Henderson multi-asset director Paul O’Connor continues to be “cautious” of emerging market equities, as the negative sentiment surrounding Chinese growth spreads across the region leaving the asset class “vunerable to any adverse economic shocks”.
O’Connor notes that while markets are still “uneasily” weighing up the positive and negative impact of US macro trends, there is a more distinct pessimistic attitude toward prospects for the Chinese economy.
He says: “The contrast here is between US policymakers who are expected to normalise policy in a gradual way.
“This recent hawkish reappraisal of Chinese policy priorities has only reinforced the negative trend in sentiment regarding Chinese growth that has been in place for over a year.”
This situation in China is “now a broader emerging market phenomenon”, according to O’Connor, with company earnings forecasts and GDP being revised down elsewhere in the region too.

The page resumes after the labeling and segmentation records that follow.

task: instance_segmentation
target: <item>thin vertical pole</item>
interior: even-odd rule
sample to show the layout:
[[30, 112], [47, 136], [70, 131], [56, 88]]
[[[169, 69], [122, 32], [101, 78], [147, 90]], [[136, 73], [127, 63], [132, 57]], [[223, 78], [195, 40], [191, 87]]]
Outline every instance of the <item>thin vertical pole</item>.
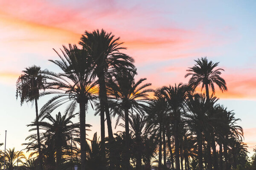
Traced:
[[6, 130], [6, 139], [5, 142], [4, 143], [4, 159], [3, 160], [3, 169], [5, 170], [5, 155], [6, 155], [6, 132], [7, 130]]

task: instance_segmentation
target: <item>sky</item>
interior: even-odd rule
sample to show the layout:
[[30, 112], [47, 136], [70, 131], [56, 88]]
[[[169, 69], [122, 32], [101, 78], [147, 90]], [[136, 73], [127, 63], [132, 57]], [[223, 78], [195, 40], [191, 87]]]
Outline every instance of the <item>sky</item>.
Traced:
[[[220, 62], [228, 91], [215, 95], [241, 119], [251, 155], [256, 145], [256, 5], [253, 0], [0, 0], [0, 143], [7, 130], [6, 148], [21, 150], [30, 134], [26, 125], [35, 119], [34, 106], [20, 106], [15, 98], [22, 71], [36, 65], [59, 71], [48, 61], [58, 59], [52, 48], [77, 44], [85, 31], [103, 28], [120, 37], [125, 52], [135, 60], [137, 78], [147, 78], [152, 88], [187, 82], [186, 70], [198, 58]], [[48, 99], [40, 99], [39, 108]], [[90, 109], [86, 115], [93, 125], [89, 136], [99, 135], [99, 117], [93, 114]]]

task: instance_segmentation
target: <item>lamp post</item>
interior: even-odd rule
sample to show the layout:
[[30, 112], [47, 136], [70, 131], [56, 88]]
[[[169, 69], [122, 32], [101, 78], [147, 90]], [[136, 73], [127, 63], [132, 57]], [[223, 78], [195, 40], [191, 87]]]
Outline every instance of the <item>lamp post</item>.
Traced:
[[6, 155], [6, 132], [7, 130], [6, 130], [6, 139], [5, 142], [4, 143], [4, 159], [3, 160], [3, 169], [5, 170], [5, 155]]
[[171, 161], [170, 161], [170, 160], [168, 159], [167, 161], [166, 161], [166, 167], [167, 167], [167, 168], [169, 169], [171, 168], [171, 165], [172, 163], [171, 162]]
[[75, 167], [74, 167], [74, 168], [75, 169], [75, 170], [77, 170], [78, 168], [78, 167], [76, 165], [75, 165]]
[[24, 149], [26, 149], [26, 148], [22, 149], [21, 150], [20, 150], [20, 152], [19, 152], [19, 153], [18, 153], [18, 155], [17, 156], [17, 167], [18, 167], [18, 164], [19, 163], [19, 155], [20, 155], [20, 152], [21, 152], [22, 150], [24, 150]]

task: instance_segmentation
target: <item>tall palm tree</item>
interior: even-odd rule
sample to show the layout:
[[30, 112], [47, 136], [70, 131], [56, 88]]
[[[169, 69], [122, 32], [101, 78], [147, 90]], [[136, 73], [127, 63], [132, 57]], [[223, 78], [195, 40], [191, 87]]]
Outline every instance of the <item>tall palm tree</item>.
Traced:
[[[46, 119], [46, 121], [41, 121], [39, 122], [39, 128], [45, 134], [42, 140], [47, 140], [50, 136], [51, 142], [53, 144], [55, 150], [56, 150], [56, 170], [61, 169], [61, 164], [62, 162], [63, 150], [69, 147], [67, 142], [72, 139], [79, 133], [79, 124], [73, 124], [71, 119], [75, 117], [76, 114], [72, 114], [67, 116], [66, 113], [63, 116], [60, 112], [56, 115], [55, 119], [50, 114], [48, 113], [43, 118], [43, 120]], [[29, 125], [29, 126], [33, 126], [34, 124]], [[32, 129], [32, 130], [33, 129]]]
[[6, 154], [6, 164], [8, 170], [14, 170], [17, 162], [22, 162], [21, 159], [25, 159], [23, 152], [15, 151], [15, 148], [7, 150]]
[[[228, 158], [228, 144], [230, 143], [230, 138], [236, 138], [242, 139], [244, 133], [243, 128], [237, 125], [238, 122], [241, 121], [240, 119], [236, 119], [235, 117], [235, 113], [233, 110], [229, 111], [227, 108], [223, 105], [217, 105], [215, 109], [219, 112], [222, 113], [220, 119], [225, 125], [222, 129], [223, 139], [222, 143], [223, 144], [223, 151], [225, 159], [225, 170], [229, 169], [229, 162]], [[222, 144], [221, 144], [222, 145]]]
[[[88, 51], [93, 59], [96, 66], [94, 73], [99, 78], [101, 146], [103, 157], [105, 156], [104, 111], [107, 119], [108, 137], [111, 141], [113, 141], [111, 119], [107, 102], [105, 78], [110, 73], [118, 71], [120, 68], [134, 70], [135, 68], [133, 65], [134, 59], [120, 52], [120, 50], [125, 48], [120, 46], [122, 43], [119, 42], [119, 37], [115, 38], [112, 33], [107, 33], [102, 29], [100, 32], [99, 30], [92, 32], [86, 31], [79, 42]], [[113, 153], [111, 153], [113, 155]], [[113, 168], [113, 165], [111, 164], [112, 168]]]
[[134, 154], [136, 161], [136, 170], [142, 169], [142, 155], [143, 149], [143, 139], [146, 135], [146, 117], [143, 114], [131, 114], [129, 119], [131, 130], [132, 132], [132, 142], [134, 147]]
[[87, 143], [87, 166], [89, 170], [100, 170], [105, 168], [103, 164], [101, 152], [101, 143], [99, 141], [97, 133], [93, 135], [90, 144]]
[[197, 135], [198, 170], [203, 170], [202, 133], [207, 119], [205, 95], [196, 94], [186, 99], [188, 111], [185, 117], [190, 130]]
[[157, 94], [166, 98], [169, 105], [171, 111], [174, 116], [174, 136], [175, 140], [175, 158], [176, 169], [180, 169], [180, 114], [184, 108], [185, 100], [190, 92], [188, 86], [180, 83], [175, 86], [164, 86], [157, 90]]
[[201, 58], [195, 60], [196, 64], [192, 67], [189, 68], [185, 77], [192, 76], [189, 79], [189, 84], [194, 89], [201, 84], [201, 89], [205, 88], [206, 97], [209, 99], [209, 88], [211, 88], [213, 94], [215, 93], [214, 84], [216, 84], [221, 91], [227, 90], [225, 80], [220, 76], [222, 68], [216, 68], [219, 62], [214, 63], [212, 61], [208, 62], [207, 57]]
[[124, 115], [125, 129], [126, 152], [125, 156], [126, 169], [129, 169], [130, 130], [129, 125], [129, 111], [131, 113], [143, 113], [148, 101], [148, 92], [152, 90], [148, 88], [151, 83], [142, 84], [146, 79], [134, 80], [135, 74], [131, 71], [124, 71], [114, 73], [112, 78], [107, 82], [107, 92], [110, 96], [110, 108], [114, 116], [118, 114]]
[[154, 134], [153, 136], [157, 136], [158, 140], [158, 169], [162, 170], [163, 167], [162, 164], [163, 134], [163, 132], [164, 134], [165, 133], [165, 125], [169, 122], [168, 118], [172, 113], [170, 113], [170, 108], [166, 99], [157, 94], [155, 95], [156, 97], [151, 100], [147, 113], [146, 128], [148, 133]]
[[39, 163], [40, 170], [42, 170], [43, 165], [41, 160], [41, 146], [39, 137], [39, 128], [38, 125], [39, 120], [38, 100], [39, 97], [39, 91], [45, 88], [45, 79], [42, 74], [41, 67], [33, 65], [25, 68], [25, 70], [22, 71], [22, 74], [20, 76], [16, 82], [16, 99], [20, 97], [20, 105], [22, 105], [24, 102], [35, 102], [36, 114], [35, 122], [37, 124], [38, 149], [40, 160]]
[[47, 79], [43, 95], [54, 95], [41, 108], [41, 114], [50, 113], [59, 106], [67, 102], [65, 113], [73, 113], [78, 104], [79, 107], [80, 138], [81, 152], [81, 170], [85, 169], [86, 129], [85, 113], [88, 102], [96, 99], [97, 82], [93, 74], [94, 67], [87, 51], [79, 49], [76, 45], [63, 46], [64, 57], [56, 53], [60, 60], [49, 60], [56, 65], [63, 73], [56, 74], [44, 71]]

He adds: “The retrenchment of foreign capital from some emerging markets and policy actions in others are tightening credit conditions at a time when growth is already weakening. The key risk is that macro fundamentals deteriorate further, leaving the asset class vulnerable to any adverse economic shocks.”
The underperformance of emerging market equities relative to developed markets as a result of this backdrop may mean that valualtions look “relatively attractive” but this is not enough to renew O’Connor’s interest in the region at present.
He says: “We remain cautious and suspect that there will be better buying opportunities in the future.”
Looking ahead O’Connor also adds that it looks unlikely the Chinese authorities will release a stimulus package in the near term, something which makes it “difficult to dispel” the concerns for emerging markets and is “likely to overshadow emerging market stocks for some time to come”.